The use of random amplified polymorphic DNA (RAPD) markers to identify a number of chickea (cicer arietinum L.)

number: 
390
English
Degree: 
Imprint: 
Biotechnology
Author: 
Yaseen Ismaeel Aumran
Supervisor: 
Dr. Jaladet M. S. Jubrael
Dr. Galib H. Al-Bakri
year: 
2002
Abstract:

The objective of this study was to detect DNA polymorphism among eleven chickpea (Ciccr airietinum L.) varieties/lines cultivated in Iraq using Random Amplified Polymorphic DNA (RAPD) Markers in order to identify different varieties / lines. To achieve this the following steps were carried out: (Genomic DNA of chickpea plants was extracted using CTAB method. The concentration of DNA recovered was ranging between (200-250) ug / 3 g of fresh plant tissues with a molecular weight of approximately 50 kbp and a purity ranging between (1.7-1.8). In this study, Twenty different random primers were evaluated for their usefulness in detecting DNA polymorphisms among chickpea genomes tested. This involved first optimization of RAPD reaction conditions including, DNA template, Taq DNA polymerase, and Primer concentrations The results obtained were as follows: Eight primers showed no amplified product across all chickpea genotypes. Twelve primers amplified genomic DNA across the chickpea varieties/lines with different efficiency. The generated DNA fragments using these primers were scored by their presence or absence and the differences in their molecular weight across the chickpea varieties/lines. The total number of amplified bands generally ranged between (21-154) and the molecular weight varied between (0.12-3.89) kbp according to the primer used.
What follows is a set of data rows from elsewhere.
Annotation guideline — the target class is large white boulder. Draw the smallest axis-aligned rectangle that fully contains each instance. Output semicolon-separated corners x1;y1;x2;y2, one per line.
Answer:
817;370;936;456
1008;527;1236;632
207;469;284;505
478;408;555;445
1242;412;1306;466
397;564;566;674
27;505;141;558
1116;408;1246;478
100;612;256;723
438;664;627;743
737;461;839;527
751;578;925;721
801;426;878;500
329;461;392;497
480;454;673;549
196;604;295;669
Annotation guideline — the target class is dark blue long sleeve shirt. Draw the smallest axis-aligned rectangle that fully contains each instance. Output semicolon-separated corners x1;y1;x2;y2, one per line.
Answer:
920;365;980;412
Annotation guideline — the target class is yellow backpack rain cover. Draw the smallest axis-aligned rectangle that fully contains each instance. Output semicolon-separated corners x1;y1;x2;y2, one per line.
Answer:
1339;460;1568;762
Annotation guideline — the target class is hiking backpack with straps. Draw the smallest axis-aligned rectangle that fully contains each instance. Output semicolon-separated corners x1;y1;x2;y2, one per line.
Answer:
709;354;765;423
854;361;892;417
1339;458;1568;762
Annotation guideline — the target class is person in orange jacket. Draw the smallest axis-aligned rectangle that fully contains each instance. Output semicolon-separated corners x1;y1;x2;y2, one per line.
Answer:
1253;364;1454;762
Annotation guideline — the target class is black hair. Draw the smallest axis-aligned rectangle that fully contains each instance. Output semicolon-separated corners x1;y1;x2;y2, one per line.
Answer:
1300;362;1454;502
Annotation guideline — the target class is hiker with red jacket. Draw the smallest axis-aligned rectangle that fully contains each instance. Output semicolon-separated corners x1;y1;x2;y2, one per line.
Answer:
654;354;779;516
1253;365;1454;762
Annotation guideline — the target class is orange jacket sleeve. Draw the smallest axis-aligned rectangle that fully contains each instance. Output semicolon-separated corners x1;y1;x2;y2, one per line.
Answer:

Another important result obtained from this study was the possible discrimination and / or identification of nine varieties/lines namely ( Shoki, Raffidien, Marakishi, Dijla, IPA-46,IPA-69, IPA-510, F91-52C,and F92-I20C) with seven primers that were ( OPA-07, OPA-20, OPB-09, OPE-02, OPF-02, OPG-08, OPP-12 ). In order to enhance the DNA polymorphisms among RAPD patterns produced by primer OPA-02, the amplified product was digested with the tetra nucleotide restriction enzyme Tru 91. Successful results were also obtained by detection of DNA polymorphism among patterns compared to the monomorphic RAPD patterns produced originally by this primer. The results of this experiment made also the possible identification of three different varieties/lines namely Shoki variety, I PA-510 line, and F91-52C line. These results clearly demonstrated the feasibility of using RAPD markers in breeding programs of chickpea in Iraq.